In her films, collages and projects, Fiona Rukschcio deals with the roles assigned to women, with identity construction, and with extreme emotional experiences. At the Secession, she is showing her film retaped Rape (2012) and a series of photographs documenting the making of the film, as well as photo-collages and furniture. These new works take their cue and their structure from the film Rape made by Yoko Ono and John Lennon in 1969. Rukschcio re-filmed the work, in which the cameraman pursues a young woman through London back to her apartment, recreating the same shots at the original locations, but without the woman.

Rape (1969, 75 min.) is a conceptual film based on a script published by Yoko Ono in 1968: "The cameraman will chase a girl on a street with a camera persistently until he corners her in an alley, and, if possible, until she is in a falling position." Shot in late November 1968 by Nic Knowland, Rape premiered on 31 March 1969 on Austria's public service broadcaster ORF, which had co-funded the project. The film is characterized by a violent, sexually charged atmosphere. Although the woman pursued by the camera appears flattered at first, she becomes increasingly anxious and deeply disturbed.

Rape is known as one of the works that brutally reveal the way the camera establishes its own powerful gaze, to which it subjects those filmed. This voyeuristic and exploitative (male) gaze, as described by Laura Mulvey in her essay "Visual Pleasure and Narrative Cinema" (1973), is exemplified by the film's experimental structure. The camera focuses in on, pursues, and encircles the woman, communicating with her in various ways.

By re-filming the original scene for scene, but without the original object of technical observation, Rukschcio focuses attention directly on the camera's functioning and means of representation, especially its (then dominant) position of authority. In retaped Rape, the camera is thrown back on its own resources, following an invisible trace. This frees the viewer from the original perpetrator perspective, thus highlighting both the viewpoint of the victim and the duration of the aggression.

In her catalogue essay, Elisabeth Büttner writes: "The event has shifted; no longer visible, it first has to be created. [...] The ideology of 1969 is being decomposed. Neither a visible object nor a concrete occasion are required in order to reveal the work of the camera as powerful, intrusive, ceaselessly forming and transforming reality. [...] The primary transactional relation is no longer between the camera and the desired, hunted object but between camera and camerawoman, camera and audience."
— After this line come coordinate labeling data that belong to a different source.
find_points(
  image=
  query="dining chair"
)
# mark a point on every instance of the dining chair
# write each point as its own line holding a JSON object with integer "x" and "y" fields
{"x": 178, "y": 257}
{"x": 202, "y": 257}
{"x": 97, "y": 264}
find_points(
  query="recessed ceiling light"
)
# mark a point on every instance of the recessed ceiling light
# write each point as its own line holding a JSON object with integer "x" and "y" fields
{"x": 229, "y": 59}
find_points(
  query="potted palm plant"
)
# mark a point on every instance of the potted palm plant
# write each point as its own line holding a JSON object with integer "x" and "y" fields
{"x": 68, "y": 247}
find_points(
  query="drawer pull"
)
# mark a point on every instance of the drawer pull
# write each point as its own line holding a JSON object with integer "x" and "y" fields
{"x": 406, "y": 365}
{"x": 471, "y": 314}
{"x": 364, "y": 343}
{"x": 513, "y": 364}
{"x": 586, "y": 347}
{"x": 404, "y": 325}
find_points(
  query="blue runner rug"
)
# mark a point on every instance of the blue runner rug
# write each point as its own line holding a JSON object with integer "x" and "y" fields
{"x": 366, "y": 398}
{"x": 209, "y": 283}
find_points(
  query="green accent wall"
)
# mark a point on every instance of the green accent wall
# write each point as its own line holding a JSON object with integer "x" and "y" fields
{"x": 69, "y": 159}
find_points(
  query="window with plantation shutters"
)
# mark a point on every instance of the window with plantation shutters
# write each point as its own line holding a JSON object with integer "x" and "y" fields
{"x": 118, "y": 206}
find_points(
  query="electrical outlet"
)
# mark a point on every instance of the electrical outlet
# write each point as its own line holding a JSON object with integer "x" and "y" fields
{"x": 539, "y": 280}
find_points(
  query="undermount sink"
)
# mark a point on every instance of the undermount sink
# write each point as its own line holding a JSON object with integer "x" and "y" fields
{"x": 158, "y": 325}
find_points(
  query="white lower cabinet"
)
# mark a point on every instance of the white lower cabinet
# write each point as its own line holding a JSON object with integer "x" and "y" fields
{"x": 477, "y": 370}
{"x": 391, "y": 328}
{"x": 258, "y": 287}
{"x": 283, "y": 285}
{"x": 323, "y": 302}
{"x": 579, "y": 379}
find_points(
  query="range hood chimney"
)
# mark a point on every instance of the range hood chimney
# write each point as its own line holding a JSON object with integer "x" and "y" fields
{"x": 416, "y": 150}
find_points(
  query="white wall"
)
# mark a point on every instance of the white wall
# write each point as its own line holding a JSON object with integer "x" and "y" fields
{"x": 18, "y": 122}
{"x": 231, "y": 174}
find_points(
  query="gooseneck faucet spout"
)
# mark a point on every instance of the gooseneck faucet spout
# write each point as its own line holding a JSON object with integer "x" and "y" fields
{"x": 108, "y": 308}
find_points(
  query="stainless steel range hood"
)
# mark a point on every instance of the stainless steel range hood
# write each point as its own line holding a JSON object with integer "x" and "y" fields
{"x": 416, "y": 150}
"Fiona Rukschcio's camera proceeds ruthlessly," writes Doris Krumpl in her catalogue essay: "In many ways, her film retaped Rape resembles the original images by Yoko Ono and John Lennon, but it is anything but a rip-off, and the ugly face it reveals is far more cryptic than in 1969. Many things have now become totally normal, many others have retained their power to disturb. But the way people deal with these things has definitely changed, as retaped Rape shows." With this shift, Rukschcio opens up a series of questions concerning the connection between camera language, the gaze and, not least, violence. What changes, for example, when the person behind the camera is a woman, while the woman in front of the camera is missing?
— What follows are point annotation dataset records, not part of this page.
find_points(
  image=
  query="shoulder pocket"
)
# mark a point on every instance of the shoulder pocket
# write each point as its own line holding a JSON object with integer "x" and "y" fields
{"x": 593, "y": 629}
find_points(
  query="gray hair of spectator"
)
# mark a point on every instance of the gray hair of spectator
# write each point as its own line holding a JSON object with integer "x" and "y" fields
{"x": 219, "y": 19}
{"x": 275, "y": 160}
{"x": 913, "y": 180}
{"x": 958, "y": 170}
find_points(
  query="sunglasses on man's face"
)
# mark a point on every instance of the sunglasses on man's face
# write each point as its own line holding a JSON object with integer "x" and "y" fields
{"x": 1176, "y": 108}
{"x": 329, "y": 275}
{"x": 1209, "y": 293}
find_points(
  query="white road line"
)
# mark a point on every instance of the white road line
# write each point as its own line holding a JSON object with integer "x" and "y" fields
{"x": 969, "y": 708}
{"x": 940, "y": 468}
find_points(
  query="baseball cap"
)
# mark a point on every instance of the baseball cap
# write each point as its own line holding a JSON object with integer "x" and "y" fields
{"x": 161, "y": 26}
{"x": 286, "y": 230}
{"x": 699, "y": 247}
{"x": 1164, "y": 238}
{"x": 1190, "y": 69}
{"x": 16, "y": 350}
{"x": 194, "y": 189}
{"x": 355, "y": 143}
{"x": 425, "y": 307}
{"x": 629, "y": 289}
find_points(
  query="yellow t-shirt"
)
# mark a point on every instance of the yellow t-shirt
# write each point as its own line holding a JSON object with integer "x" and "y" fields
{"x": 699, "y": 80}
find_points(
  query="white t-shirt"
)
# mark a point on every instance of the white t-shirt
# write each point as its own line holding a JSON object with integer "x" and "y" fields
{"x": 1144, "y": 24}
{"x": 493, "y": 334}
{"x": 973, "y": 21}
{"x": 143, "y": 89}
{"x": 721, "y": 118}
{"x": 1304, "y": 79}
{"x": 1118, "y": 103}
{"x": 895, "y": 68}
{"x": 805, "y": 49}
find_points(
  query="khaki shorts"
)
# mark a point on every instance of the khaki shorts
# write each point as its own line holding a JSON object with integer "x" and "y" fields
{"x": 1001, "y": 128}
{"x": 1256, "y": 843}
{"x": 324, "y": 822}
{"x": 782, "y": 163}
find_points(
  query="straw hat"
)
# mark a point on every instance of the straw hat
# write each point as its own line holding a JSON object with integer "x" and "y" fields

In her works, the artist has often dealt with violence against women, developing strategies of empowerment such as showing alternative images beyond the rhetoric of the victim. Her film common.places (1999), for example, that won the "Innovative Cinema Award" at the Diagonale film festival in 2000, puts together 27 accounts by women about the "perfectly normal" everyday harassment that can be experienced by any woman in any situation. The utopian film Bill Posters will be prosecuted, also shot in London, is about an anonymous group of women (The Group) who are contracted to observe a rapist acquitted by the courts (Bill Posters) and if necessary to take revenge. Specific places and ways of dealing with memories of marginalized history are also the subjects of her video I would be delighted to talk suffrage (GB 2005/03), which functions as a city guide, oral history document and collaged costume film all at the same time.
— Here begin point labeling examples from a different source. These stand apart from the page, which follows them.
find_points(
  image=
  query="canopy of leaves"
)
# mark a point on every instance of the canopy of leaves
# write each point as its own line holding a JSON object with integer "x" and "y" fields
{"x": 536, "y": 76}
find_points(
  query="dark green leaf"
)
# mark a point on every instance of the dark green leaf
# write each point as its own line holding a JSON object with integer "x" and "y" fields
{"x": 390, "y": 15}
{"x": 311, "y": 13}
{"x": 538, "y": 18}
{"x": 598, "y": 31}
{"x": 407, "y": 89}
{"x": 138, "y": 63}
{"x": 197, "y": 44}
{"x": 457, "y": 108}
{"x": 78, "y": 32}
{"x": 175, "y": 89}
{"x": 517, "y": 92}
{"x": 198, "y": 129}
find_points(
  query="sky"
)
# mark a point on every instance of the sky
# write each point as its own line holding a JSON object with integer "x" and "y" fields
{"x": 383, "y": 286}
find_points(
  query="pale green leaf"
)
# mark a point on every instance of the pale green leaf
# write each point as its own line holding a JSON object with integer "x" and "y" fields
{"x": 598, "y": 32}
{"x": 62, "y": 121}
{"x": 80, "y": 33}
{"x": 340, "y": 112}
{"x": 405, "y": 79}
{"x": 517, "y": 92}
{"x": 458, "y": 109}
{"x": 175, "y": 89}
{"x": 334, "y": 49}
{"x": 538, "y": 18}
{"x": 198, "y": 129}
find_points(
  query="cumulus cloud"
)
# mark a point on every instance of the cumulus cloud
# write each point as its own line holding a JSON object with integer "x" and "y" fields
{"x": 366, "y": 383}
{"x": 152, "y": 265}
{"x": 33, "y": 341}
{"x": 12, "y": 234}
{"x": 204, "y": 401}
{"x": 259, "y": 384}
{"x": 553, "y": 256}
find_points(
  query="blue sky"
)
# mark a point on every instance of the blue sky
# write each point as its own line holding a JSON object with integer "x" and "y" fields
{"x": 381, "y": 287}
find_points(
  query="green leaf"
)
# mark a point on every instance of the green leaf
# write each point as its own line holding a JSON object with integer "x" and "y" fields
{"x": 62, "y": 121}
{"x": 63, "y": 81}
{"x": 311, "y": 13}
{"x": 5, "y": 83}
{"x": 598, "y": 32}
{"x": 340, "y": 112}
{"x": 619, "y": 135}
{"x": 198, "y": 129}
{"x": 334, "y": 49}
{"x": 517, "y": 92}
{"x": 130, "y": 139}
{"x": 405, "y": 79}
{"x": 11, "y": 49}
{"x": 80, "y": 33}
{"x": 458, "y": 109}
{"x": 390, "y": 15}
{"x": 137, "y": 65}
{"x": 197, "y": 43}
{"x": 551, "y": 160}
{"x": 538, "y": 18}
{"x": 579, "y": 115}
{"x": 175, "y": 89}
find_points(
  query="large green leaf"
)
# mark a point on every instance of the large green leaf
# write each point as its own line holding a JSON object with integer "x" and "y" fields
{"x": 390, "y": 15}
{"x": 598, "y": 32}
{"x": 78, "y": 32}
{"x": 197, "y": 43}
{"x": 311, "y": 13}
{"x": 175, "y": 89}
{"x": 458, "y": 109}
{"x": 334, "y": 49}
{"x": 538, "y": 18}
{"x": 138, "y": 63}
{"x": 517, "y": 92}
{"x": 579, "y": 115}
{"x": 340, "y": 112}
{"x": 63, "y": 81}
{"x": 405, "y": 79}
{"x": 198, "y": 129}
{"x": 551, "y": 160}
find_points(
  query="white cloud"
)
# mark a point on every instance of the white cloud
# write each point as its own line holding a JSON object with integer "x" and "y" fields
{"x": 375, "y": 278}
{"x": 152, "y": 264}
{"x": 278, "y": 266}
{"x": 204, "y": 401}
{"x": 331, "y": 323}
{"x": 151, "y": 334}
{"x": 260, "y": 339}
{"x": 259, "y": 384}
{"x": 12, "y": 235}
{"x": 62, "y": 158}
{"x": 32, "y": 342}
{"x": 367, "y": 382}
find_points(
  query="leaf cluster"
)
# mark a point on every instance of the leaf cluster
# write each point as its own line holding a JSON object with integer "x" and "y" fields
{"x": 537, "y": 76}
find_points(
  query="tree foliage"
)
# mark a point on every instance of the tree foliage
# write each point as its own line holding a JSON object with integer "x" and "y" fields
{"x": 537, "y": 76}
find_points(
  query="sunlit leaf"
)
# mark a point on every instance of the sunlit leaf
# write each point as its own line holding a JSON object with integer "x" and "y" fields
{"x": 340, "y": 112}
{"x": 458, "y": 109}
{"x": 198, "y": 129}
In retaped Rape, too, Rukschcio engages deeply with where things take place. She painstakingly researched the original locations, allowing her to film along the same route as the three-day shoot of the original chase: from Highgate Cemetery to various places in Chelsea, including the interior of the woman's apartment (which now has a different layout). Speaking about the shoot in London, the artist says: "The streets are busier today. But a camera is no longer viewed as an authority that must be accepted. People tried to make contact with me and with the camera."

With this difference between then and now that runs through the film, retaped Rape also raises questions of how the memory of contemporary history is recorded. As Rukschcio says, "I often ask myself: How much history is inscribed in places? Firstly: which events and whose history? But also: what might an adequate alternative form of memory culture look like?"

Fiona Rukschcio (born 1972 in Vienna) lives and works in Vienna.